Governo do Estado oferece programas para servidores da saúde

Diretora geral de gestão do trabalho da Secretaria Estadual de Saúde de Pernambuco, Vanessa Diniz esclareceu em entrevista ao JC que o protocolo da rede estadual de saúde define que o trabalhador que contrair a doença só deve retomar às atividades após 14 dias e 72h sem apresentar sintomas. Em caso de os sintomas retornarem, a orientação é que o profissional volte para casa.

A gestora confirmou que só casos sintomáticos são testados para o vírus. "Como a gente começou (a testagem) em abril, e já tinham algumas pessoas que tinham tido a doença em marcha, a gente faz também em quem já referiu que teve a doença."

São feitos dois tipos de análise: o RT-PCR (SWAB), até o sétimo dia de sintoma; e o teste rápido, a partir do décimo dia. A diretora explicou que é por isso que não é feita a retestagem. “Se a gente viu que a pessoa teve a doença pelo RT-PCR, não tem necessidade. Se fizer a retestagem a partir dos 15 dias, só vai reafirmar que ela já teve a doença.”

A porta-voz afirmou que existem programas do Governo de Pernambuco voltados exclusivamente para a saúde dos profissionais da área. Alguns são exclusivos para servidores do Estado, mas outros abarcam todos trabalhadores da linha de frente. Veja:

Acolhe SES - Programa de acolhimento psicoterapêutico para servidores estaduais. Foi implantado em 30 de abril e atendeu mais de 300 pessoas. “Desses, 40% são técnicos de enfermagem que está com algum tipo de sofrimento, conflito emocional, ansiedade, devido à pandemia, e os familiares. O atendimento é feito através de telefone, para o Estado, pelo 0800 081 4100”, falou.

“A principal queixa dos servidores (49%) é de conflitos emocionais e ansiedade”, pontuou. O profissional que aciona o programa é acolhido pela equipe de psicólogos, terapeutas ocupacionais, enfermeiros, profissionais de práticas integrativas e assistente social.

“Se o profissional de saúde que está atendendo viu que a pessoa está precisando de atendimento mais direcionado a psicóloga ou psiquiatra, ele redireciona. Além disso, a gente tem também terapias de práticas integrativas.” Essas práticas são opção aprovada pelo Conselho Nacional de Saúde como tratamento alternativo, incluindo, por exemplo, técnicas de respiração.

Covid-19 Assiste - Aplicativo gratuito para profissionais de saúde de todas as redes. “Lá dentro podem encontrar protocolos atualizados, de acordo com o que é preconizado pelo Ministério da Saúde, diretrizes clínicas e um calendário em que o profissional pode ver os seus sintomas diários”, detalhou Vanessa.
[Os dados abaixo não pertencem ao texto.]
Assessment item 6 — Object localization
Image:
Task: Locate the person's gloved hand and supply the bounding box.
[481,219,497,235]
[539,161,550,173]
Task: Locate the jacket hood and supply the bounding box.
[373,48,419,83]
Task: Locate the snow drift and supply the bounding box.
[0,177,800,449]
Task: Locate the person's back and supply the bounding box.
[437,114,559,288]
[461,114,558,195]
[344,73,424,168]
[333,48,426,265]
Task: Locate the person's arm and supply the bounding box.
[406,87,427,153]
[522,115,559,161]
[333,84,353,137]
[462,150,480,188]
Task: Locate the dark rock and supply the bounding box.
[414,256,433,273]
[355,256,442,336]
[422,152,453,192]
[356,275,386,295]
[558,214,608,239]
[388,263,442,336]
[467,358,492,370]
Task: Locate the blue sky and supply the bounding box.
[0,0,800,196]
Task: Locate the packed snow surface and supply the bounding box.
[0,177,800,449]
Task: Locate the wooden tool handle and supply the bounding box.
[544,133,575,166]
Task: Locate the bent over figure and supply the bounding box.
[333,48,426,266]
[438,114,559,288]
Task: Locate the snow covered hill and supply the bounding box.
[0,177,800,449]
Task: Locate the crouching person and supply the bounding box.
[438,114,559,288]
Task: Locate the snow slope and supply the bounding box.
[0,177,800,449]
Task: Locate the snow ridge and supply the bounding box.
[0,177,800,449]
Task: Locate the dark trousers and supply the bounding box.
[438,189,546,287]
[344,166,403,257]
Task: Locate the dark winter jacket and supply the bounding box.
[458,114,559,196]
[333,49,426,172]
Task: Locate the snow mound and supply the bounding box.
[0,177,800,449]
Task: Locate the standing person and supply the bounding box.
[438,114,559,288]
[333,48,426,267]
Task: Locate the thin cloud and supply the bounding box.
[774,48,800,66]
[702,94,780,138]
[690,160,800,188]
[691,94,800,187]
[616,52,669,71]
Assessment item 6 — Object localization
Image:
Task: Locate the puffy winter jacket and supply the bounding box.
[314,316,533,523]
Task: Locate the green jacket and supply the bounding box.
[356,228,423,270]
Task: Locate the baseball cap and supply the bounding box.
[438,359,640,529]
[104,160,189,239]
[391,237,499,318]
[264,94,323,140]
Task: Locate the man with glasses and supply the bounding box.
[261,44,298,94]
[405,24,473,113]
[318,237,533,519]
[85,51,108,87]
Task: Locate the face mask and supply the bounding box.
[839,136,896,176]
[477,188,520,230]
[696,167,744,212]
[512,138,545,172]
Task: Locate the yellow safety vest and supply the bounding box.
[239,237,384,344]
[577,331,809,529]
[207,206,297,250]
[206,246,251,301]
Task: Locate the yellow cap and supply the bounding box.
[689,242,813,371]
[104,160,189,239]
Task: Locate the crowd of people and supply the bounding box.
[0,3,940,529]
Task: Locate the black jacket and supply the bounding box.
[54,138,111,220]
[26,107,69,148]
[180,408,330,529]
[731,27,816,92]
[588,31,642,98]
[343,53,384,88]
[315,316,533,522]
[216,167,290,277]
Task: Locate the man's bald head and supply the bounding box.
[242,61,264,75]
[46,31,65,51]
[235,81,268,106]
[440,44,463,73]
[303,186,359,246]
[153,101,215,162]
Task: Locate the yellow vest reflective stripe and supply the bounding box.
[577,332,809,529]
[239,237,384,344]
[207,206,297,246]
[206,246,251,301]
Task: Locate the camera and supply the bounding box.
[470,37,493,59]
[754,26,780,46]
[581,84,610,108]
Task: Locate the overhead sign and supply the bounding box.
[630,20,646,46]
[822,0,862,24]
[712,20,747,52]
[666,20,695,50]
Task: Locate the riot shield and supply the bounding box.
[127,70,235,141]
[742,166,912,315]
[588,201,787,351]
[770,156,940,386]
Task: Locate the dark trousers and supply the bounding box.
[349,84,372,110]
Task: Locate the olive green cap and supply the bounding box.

Até sexta-feira (3), 82 pessoas já estavam cadastradas no app.

Medvelox - Aplicativo mensageiro, similar ao WhatsApp, é uma rede segura para os médicos conversarem entre si e com outros profissionais de saúde sobre condutas médicas a serem desenvolvidas a pacientes, inclusive com compartilhamento de exames. Há 70 usuários cadastrados. Aberto para todo o Estado.

Cursos online - A Escola Pública de Saúde disponibilizou no seu site cursos introdutórios sobre a covid-19. “Qualquer pessoa pode acessar, mas a maioria são servidores de saúde. Tem cursos específicos de ventilação mecânica, para médicos, tem um ambiente virtual com lives gravadas e conferências”, citou. Todo material é gratuito. O portal divulga os boletins de saúde e protocolos da covid-19.